Dienstag Jun 18, 2013

A closer look at the new T5 TPC-H result

You've probably all seen the new TPC-H benchmark result for the SPARC T5-4 submitted to TPC on June 7.  Our benchmark guys over at "BestPerf" have already pointed out the major takeaways from the result.  However, I believe there's more to make note of.

Scalability

TPC doesn't promote the comparison of TPC-H results with different storage sizes.  So let's just look at the 3000GB results:

  • SPARC T4-4 with 4 CPUs (that's 32 cores at 3.0 GHz) delivers 205,792 QphH.
  • SPARC T5-4 with 4 CPUs (that's 64 cores at 3.6 GHz) delivers 409,721 QphH.

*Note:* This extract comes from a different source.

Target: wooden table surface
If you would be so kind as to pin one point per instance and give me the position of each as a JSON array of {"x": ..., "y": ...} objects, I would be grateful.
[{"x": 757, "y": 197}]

That's just a little short of 100% scalability, if you'd expect a doubling of cores to deliver twice the result.  Of course, one could expect to see a factor of 2.4, taking the increased clockrate into account.  Since the TPC does not permit estimates and other "number games" with TPC results, I'll leave all the arithmetic to you.  But let's look at some more details that might offer an explanation.

Storage

Looking at the report on BestPerf as well as the full disclosure report, they provide some interesting insight into the storage configuration.  For the SPARC T4-4 run, they had used 12 2540-M2 arrays, each delivering around 1.5 GB/s for a total of 18 GB/s.  These were obviously directly connected to the 24 8GBit FC ports of the SPARC T4-4, using two cables per storage array.  Given the 8GBit ports of the 2540-M2, this setup would be good for a theoretical maximum of 2GB/sec per array.  With 1.5GB/sec actual throughput, they were pretty much maxed out. 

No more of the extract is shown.